Even though Kimberly Chang, MD, MPH, dedicated her medical practice to caring for underserved patients from the outset, she couldn’t have foreseen the impact that a 15-year-old female patient, who came into the clinic on the brink of death due to severe injuries and illness, would have on her career path. The patient, despite her dire condition, refused to be admitted to a hospital for fear of being arrested on an outstanding warrant, and left without being adequately treated. Dr. Chang feared the girl would die; later, after tracking the patient down, Dr. Chang learned she was a victim of sex trafficking.
Today, Dr. Chang is a leading voice on issues of social justice and health equity for underserved Asian American, Native Hawaiian, and Pacific Islander (AANHPI) communities and has focused much of her 20-plus-year career on people vulnerable to human trafficking and exploitation, caring for sexually exploited children and adults, and helping to develop national clinical and health policy recommendations and trainings on these issues. Dr. Chang serves as a Family Physician at Asian Health Services (AHS), a Federally Qualified Health Center (FQHC) in Oakland, California. In 2021, she was appointed to the President’s Advisory Commission on Asian Americans, Native Hawaiians, and Pacific Islanders within the U.S. Department of Health and Human Services, a 25-member body that advises President Joe Biden on public, private, and non-profit sector strategies to advance equity, justice, and opportunity for AANHPI communities.

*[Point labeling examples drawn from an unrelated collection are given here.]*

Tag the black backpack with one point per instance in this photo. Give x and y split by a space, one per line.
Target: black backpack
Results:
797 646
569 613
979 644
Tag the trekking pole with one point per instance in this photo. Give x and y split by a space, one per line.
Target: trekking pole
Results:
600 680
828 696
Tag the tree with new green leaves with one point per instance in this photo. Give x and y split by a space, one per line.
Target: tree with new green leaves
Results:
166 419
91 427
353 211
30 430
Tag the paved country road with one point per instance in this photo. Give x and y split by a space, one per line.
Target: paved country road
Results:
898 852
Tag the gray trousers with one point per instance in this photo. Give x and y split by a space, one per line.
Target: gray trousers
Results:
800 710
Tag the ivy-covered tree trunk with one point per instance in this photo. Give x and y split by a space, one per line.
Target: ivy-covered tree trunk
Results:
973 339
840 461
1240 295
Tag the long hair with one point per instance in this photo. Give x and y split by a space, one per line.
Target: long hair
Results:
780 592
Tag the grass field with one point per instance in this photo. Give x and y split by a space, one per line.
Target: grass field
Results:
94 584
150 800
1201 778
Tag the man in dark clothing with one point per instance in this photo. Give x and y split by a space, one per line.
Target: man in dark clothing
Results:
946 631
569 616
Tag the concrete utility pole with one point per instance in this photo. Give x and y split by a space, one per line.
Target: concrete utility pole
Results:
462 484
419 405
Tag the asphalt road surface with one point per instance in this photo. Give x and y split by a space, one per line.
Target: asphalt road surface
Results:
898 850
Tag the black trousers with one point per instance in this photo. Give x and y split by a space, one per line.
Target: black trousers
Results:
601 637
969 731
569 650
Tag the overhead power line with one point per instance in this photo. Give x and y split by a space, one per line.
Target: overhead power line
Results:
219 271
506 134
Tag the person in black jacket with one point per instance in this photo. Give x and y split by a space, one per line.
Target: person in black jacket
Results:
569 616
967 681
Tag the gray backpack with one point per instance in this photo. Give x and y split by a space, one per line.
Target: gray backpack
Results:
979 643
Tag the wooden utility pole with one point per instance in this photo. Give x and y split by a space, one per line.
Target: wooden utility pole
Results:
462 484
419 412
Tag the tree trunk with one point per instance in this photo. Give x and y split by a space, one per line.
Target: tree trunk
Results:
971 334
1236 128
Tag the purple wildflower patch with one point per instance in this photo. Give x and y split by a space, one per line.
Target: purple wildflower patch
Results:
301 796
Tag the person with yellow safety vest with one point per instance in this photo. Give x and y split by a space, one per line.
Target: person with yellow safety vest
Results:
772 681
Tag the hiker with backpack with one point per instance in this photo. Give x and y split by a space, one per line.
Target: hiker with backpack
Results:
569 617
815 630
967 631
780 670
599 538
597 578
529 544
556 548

As part of the KPSOM Speaker Series and in celebration of Asian Pacific American Heritage Month, Dr. Chang recently gave a talk titled, “From the Community to the White House: A Conversation with a Physician Advocate.” She also granted a brief interview to discuss her work at both the clinical and policy level. The following is edited for clarity and length.
How did working as a physician in a federally qualified health center, and treating underserved patients, lead to your involvement in issues related to human trafficking and exploitation?
Basically it's because of the patients that I saw. It’s not that I had predetermined that I was going to go into specializing in human trafficking and exploitation. It's more that I was seeing patients who were coming in for issues that were related to or because of their exploitation or their sex trafficking, if you will. And so just responding to the patient who's in front of you, who's in front of me and really trying to address the conditions creating vulnerabilities for them to be exploited or trafficked.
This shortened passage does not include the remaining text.